Through the source code, we find that TextInputFormat inherits FileInputFormat, but in TextInputFormat, we do not find a specific part of file sharding. TextInputFormat should adopt FileInputFormat's default InputSplit method. Therefore, we opened the source code of FileInputFormat and found in it:

Public static void setMinInputSplitSize (Job job,long size) {job.getConfiguration () .setLong ("mapred.min.split.size", size);} public static long getMinSplitSize (JobContext job) {return job.getConfiguration () .getLong ("mapred.min.split.size", 1L);} public static void setMaxInputSplitSize (Job job,long size) {job.getConfiguration () .setLong ("mapred.max.split.size", size) } public static long getMaxSplitSize (JobContext context) {return context.getConfiguration () .getLong ("mapred.max.split.size", Long.MAX_VALUE);}

As we can see above, Hadoop implements the definition of mapred.min.split.size and mapred.max.split.size here, and the default value is 1 and the maximum of Long, respectively. Therefore, we only need to re-assign values to these two values in the program to control the size of InputSplit fragments.

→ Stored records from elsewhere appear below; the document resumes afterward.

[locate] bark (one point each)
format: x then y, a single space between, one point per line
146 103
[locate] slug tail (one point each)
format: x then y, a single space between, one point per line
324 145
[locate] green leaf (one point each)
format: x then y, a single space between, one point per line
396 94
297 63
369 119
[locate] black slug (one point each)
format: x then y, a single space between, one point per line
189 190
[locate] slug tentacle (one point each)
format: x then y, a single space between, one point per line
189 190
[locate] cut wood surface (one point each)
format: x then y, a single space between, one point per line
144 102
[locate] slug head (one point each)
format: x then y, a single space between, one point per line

3. If we want to set the shard size to 10MB

Then we can add the following code to the driver part of the MapReduce program:

TextInputFormat.setMinInputSplitSize (job,1024L); / / set the minimum shard size TextInputFormat.setMaxInputSplitSize (job,1024 × 1024 × 10L); / / set the maximum shard size to this point. I believe you have a better understanding of "how to control the number of map through inputSplit shard size". You might as well do it in practice. Here is the website, more related content can enter the relevant channels to inquire, follow us, continue to learn!

Welcome to subscribe "Shulou Technology Information " to get latest news, interesting things and hot topics in the IT industry, and controls the hottest and latest Internet news, technology news and IT industry trends.

*The comments in the above article only represent the author's personal views and do not represent the views and positions of this website. If you have more insights, please feel free to contribute and share.